Nadyezhda les ignora, se contentant de longer le mur de droite pour rejoindre un escalier faisant l'angle du bâtiment, afin de se rendre au second étage. Là-haut, un grand couloir central distribuait des accès à une multitude de pièces : elles ouvrirent la première porte qui se présentait à elles, permettant à Tsvetkova d'entrer et de découvrir la chambre qu'on lui avait promise.
A défaut d'un poêle pour réchauffer son corps malmené depuis des semaines, Tsvetkova put y trouver un réel confort : il y avait là un lit assez grand pour y faire dormir toute une famille, une petite étude mettant à sa disposition plume, encre et parchemins, et surtout, un grand baquet de bois laissant supposer qu'elle pouvait prendre un bain si elle le souhaitait. Dans un coin de la pièce, sur une rangée d'étagères étaient présentes une multitude d'icônes et offrandes destinées aux dieux et aux esprits : Tsvetkova reconnut un morceau de pain et un bol de lait pour le domovoi, et une griffe d'ours en l'honneur d'Ursun, mais désormais loin de chez elle, elle ne pouvait identifier toutes les divinités locales.

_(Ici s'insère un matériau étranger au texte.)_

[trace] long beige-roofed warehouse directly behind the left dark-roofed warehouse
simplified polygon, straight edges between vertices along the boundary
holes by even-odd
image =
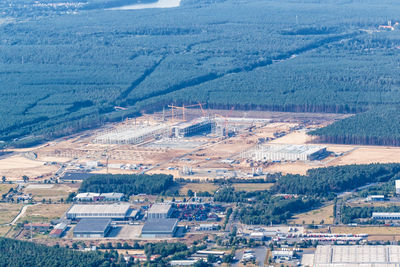
[[[131,214],[129,204],[108,205],[73,205],[67,211],[70,220],[85,218],[110,218],[117,220],[128,219]]]

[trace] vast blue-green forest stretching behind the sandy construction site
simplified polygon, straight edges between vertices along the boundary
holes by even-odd
[[[400,126],[389,121],[400,112],[379,107],[400,102],[400,30],[378,30],[399,20],[398,2],[183,0],[162,11],[107,9],[120,3],[0,2],[0,145],[34,145],[199,101],[356,113],[315,134],[398,145]]]

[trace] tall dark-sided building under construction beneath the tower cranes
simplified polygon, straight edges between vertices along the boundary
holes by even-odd
[[[172,136],[182,138],[201,133],[211,133],[214,125],[215,122],[208,118],[200,118],[199,120],[183,122],[172,128]]]

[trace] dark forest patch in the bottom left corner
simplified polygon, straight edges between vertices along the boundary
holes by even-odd
[[[79,252],[62,247],[48,247],[32,242],[0,238],[0,266],[25,267],[106,267],[118,259],[100,252]]]

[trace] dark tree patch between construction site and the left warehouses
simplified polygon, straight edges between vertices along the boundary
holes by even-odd
[[[166,174],[98,174],[85,179],[79,192],[133,194],[167,194],[173,187],[172,175]]]

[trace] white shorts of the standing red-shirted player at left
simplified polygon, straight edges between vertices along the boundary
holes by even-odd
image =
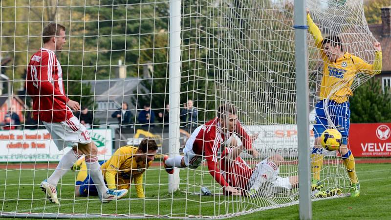
[[[91,143],[86,127],[75,116],[61,122],[47,123],[43,121],[43,125],[59,150],[63,150],[65,147],[77,147],[79,143]]]

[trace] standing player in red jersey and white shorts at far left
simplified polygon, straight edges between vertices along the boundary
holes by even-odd
[[[98,163],[98,149],[91,141],[86,127],[72,114],[80,110],[78,102],[65,95],[63,72],[55,52],[61,52],[65,44],[65,26],[49,23],[43,28],[43,47],[32,57],[27,68],[26,89],[33,99],[33,116],[42,120],[59,150],[72,147],[60,160],[53,174],[41,182],[47,198],[57,199],[58,181],[71,169],[78,157],[86,155],[87,169],[96,183],[102,202],[120,199],[127,190],[109,190],[103,180]]]

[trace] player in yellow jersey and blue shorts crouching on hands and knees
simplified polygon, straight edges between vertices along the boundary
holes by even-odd
[[[143,173],[151,166],[156,151],[155,140],[144,139],[138,147],[120,147],[109,160],[100,162],[102,174],[109,190],[129,190],[130,184],[134,180],[137,197],[144,198]],[[72,169],[79,169],[79,167],[75,195],[82,197],[98,195],[94,183],[87,175],[84,160],[78,160]]]

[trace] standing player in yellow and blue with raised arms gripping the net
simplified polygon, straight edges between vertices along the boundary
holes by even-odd
[[[316,120],[314,122],[315,144],[311,152],[311,171],[313,174],[311,188],[319,190],[320,171],[323,163],[323,148],[320,142],[322,133],[333,123],[342,134],[340,154],[351,181],[350,196],[360,195],[360,184],[355,172],[354,157],[348,149],[350,126],[350,110],[348,98],[353,95],[351,85],[357,73],[369,75],[379,74],[382,68],[382,52],[379,42],[374,42],[375,61],[369,64],[359,57],[344,51],[338,36],[322,37],[318,26],[307,12],[309,32],[315,39],[315,44],[321,51],[324,62],[323,77],[320,87],[320,101],[315,106]],[[327,114],[329,117],[327,117]]]

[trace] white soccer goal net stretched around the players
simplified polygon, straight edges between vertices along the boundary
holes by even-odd
[[[179,106],[169,105],[170,86],[174,86],[169,84],[169,0],[0,3],[2,217],[224,218],[298,203],[296,106],[301,103],[296,102],[293,1],[181,0]],[[339,36],[344,52],[375,64],[375,39],[369,32],[362,1],[311,0],[307,5],[323,37]],[[102,203],[93,194],[92,185],[85,181],[87,174],[81,174],[87,172],[83,158],[72,167],[63,166],[68,172],[52,184],[59,204],[51,203],[46,198],[48,192],[42,192],[40,187],[71,149],[60,151],[54,141],[69,136],[54,136],[53,130],[47,130],[47,118],[56,118],[58,113],[37,110],[37,106],[39,109],[49,103],[38,101],[34,107],[32,95],[26,90],[26,79],[35,79],[36,73],[34,69],[27,72],[28,63],[40,63],[41,57],[33,55],[50,49],[43,44],[43,29],[50,22],[64,25],[66,43],[57,48],[61,39],[55,38],[55,53],[49,62],[52,59],[56,64],[46,66],[48,81],[53,91],[56,83],[64,82],[62,94],[80,103],[81,110],[73,115],[87,128],[102,169],[114,167],[117,187],[121,183],[129,189],[121,200]],[[327,95],[321,94],[325,89],[323,50],[317,48],[311,34],[307,37],[310,110],[320,100],[327,100],[324,108],[328,109],[328,100],[344,89],[349,91],[344,90],[339,98],[348,100],[354,88],[373,76],[370,69],[361,68],[344,79],[343,70],[330,67],[334,69],[329,71],[342,80],[328,88]],[[349,61],[348,65],[354,63]],[[236,134],[230,138],[229,132],[218,127],[223,122],[220,121],[215,128],[222,132],[212,144],[216,147],[217,142],[221,143],[221,147],[213,149],[214,167],[202,160],[197,168],[175,169],[179,172],[178,190],[170,192],[169,174],[163,164],[163,156],[170,149],[170,109],[179,108],[180,129],[174,132],[180,147],[170,154],[174,157],[186,152],[186,142],[199,132],[197,127],[216,118],[219,106],[227,103],[235,106],[248,138],[258,134],[251,141],[256,152],[243,150],[240,158],[225,162],[223,169],[221,158],[246,140],[236,125]],[[52,105],[51,109],[56,109]],[[325,111],[327,128],[341,127],[334,120],[335,114]],[[38,120],[34,115],[39,115]],[[349,120],[346,116],[345,119]],[[313,146],[311,116],[308,122]],[[224,123],[229,124],[229,119]],[[82,125],[62,126],[63,134],[68,135],[66,129],[78,130]],[[158,146],[147,167],[140,165],[147,159],[136,156],[143,139],[155,140]],[[129,145],[136,150],[123,153],[127,158],[120,160],[121,147]],[[338,188],[342,194],[348,193],[351,181],[341,154],[324,150],[323,155],[319,180],[324,190]],[[111,166],[110,159],[118,161],[118,167]],[[256,181],[259,187],[249,193],[251,175],[236,173],[243,167],[251,174],[270,176]],[[216,172],[212,174],[211,169]],[[109,171],[102,174],[104,178],[106,172]],[[228,185],[237,184],[241,195],[227,193],[227,187],[223,189],[211,174],[221,174]]]

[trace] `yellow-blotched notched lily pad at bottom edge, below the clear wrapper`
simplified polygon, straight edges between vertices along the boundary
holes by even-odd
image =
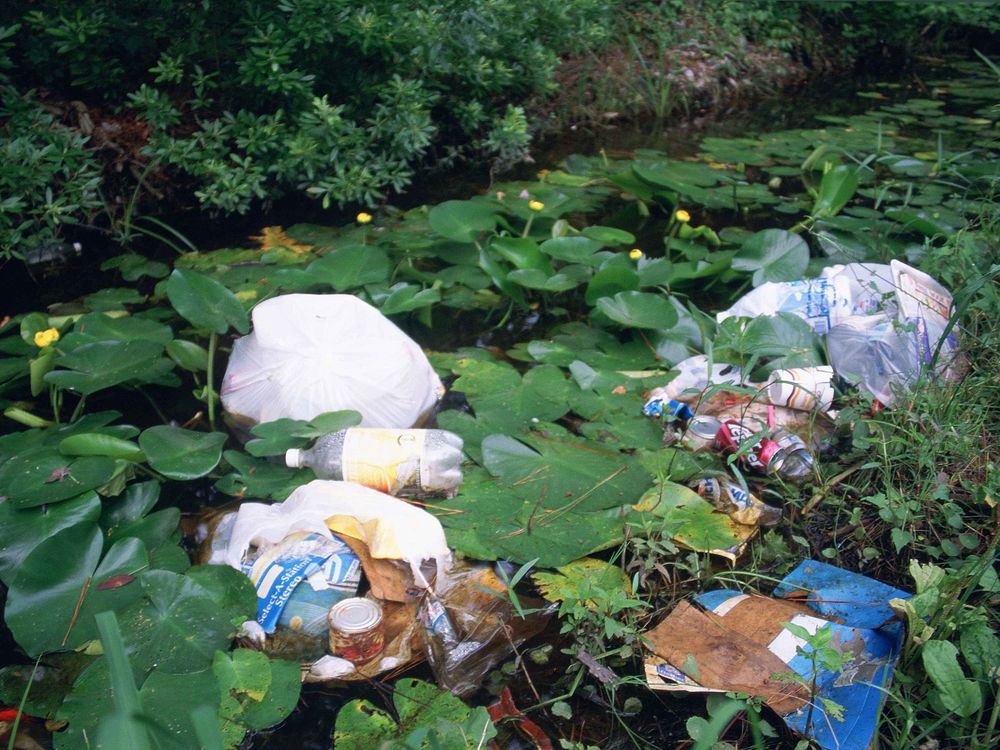
[[[473,709],[446,690],[423,680],[397,680],[392,702],[399,723],[366,700],[353,700],[337,713],[333,743],[337,750],[370,750],[392,740],[406,740],[414,750],[431,747],[484,746],[496,736],[486,709]],[[474,736],[467,732],[476,720]],[[425,730],[423,737],[415,732]],[[434,744],[431,744],[433,740]]]

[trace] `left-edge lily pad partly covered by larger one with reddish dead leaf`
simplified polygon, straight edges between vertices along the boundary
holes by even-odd
[[[96,522],[100,514],[101,500],[96,492],[23,510],[10,502],[0,503],[0,581],[9,587],[35,547],[63,529]]]

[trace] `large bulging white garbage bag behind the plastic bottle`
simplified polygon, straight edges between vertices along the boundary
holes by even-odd
[[[417,424],[444,393],[411,338],[349,294],[287,294],[253,309],[222,381],[226,411],[251,422],[361,412],[362,427]]]

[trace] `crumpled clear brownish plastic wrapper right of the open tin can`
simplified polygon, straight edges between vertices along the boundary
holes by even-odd
[[[418,617],[427,661],[441,688],[458,696],[474,693],[516,646],[542,631],[555,606],[520,600],[525,609],[541,611],[519,617],[506,584],[486,565],[456,571],[440,595],[424,597]]]

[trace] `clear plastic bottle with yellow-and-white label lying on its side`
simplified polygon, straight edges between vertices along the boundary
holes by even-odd
[[[446,430],[351,427],[292,448],[285,463],[320,479],[357,482],[390,495],[445,494],[462,483],[462,438]]]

Aussi vit-elle une boucle de ceinture en argent, une poupée de paille, une touffe de poils blancs, ainsi qu'à sa grande surprise dans une ville gospodar, de petites matriochkas.
- Voici ta chambre, j'espère qu'elle est à ta convenance, lui déclara de sa voix douce la vierge de glace. Je vais te faire parvenir un repas chaud dès que possible. Si tu as besoin de quoi que ce soit, n'hésite pas à demander, je resterai dans le couloir pour m'assurer que tu soies servie aussi rapidement que possible. A moins que tu ne souhaites un peu de compagnie ? Je ne vais pas mentir : la sœur cadette Ipatiev qui se choisit une nouvelle ucznia, qui est la première à survivre à ses épreuves... ça a de quoi aiguiser la curiosité, et j'apprécierais beaucoup entendre ton histoire, même si je comprendrais tout à fait que tu préfères un repos bien mérité aux questions intrusives d'une consœur...
Faisant mine de quitter la pièce, Nadyezhda fit traîner son mouvement en longueur, laissant ainsi le temps à Tsvetkova de l'inviter à rester si elle le souhaitait.